La charte mise en place est un élément-clé de la gouvernance des Awards. Elle vise prioritairement à assurer l’indépendance et la représentativité du jury. Elle a aussi permis d’intégrer des règles strictes pour la gestion des potentiels conflits d’intérêt. Enfin, elle a introduit des limites temporelles pour les mandats, soit un maximum de quatre ans pour les membres et de trois ans pour la présidence. Dans un domaine en constante mutation, un renouvellement régulier du jury paraît en effet indispensable afin d’assurer la pérennité du prix comme référentiel fiable.

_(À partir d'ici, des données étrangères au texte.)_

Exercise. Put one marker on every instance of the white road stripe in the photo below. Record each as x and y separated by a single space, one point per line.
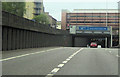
64 61
117 55
25 55
68 59
55 70
60 65
110 51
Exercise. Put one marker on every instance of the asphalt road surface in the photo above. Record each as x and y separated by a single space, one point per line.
60 61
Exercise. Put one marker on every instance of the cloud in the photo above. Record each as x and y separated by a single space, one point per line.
81 1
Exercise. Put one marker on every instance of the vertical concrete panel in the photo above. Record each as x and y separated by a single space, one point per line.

Sur la base de la charte, j’ai encore la possibilité d’assurer la présidence du jury pour l’édition 2022, puis de fonctionner pour une année supplémentaire comme membre. Ensuite ... dans le cadre d’autres mandats et projets, je poursuivrai mon engagement dans l’ISR que j’ai entamé il y a vingt ans lorsque j’ai rejoint le conseil d’administration d’Ethos Services SA, l’entité opérationnelle de la Fondation Ethos. Le champ de l’ISR est tellement vaste.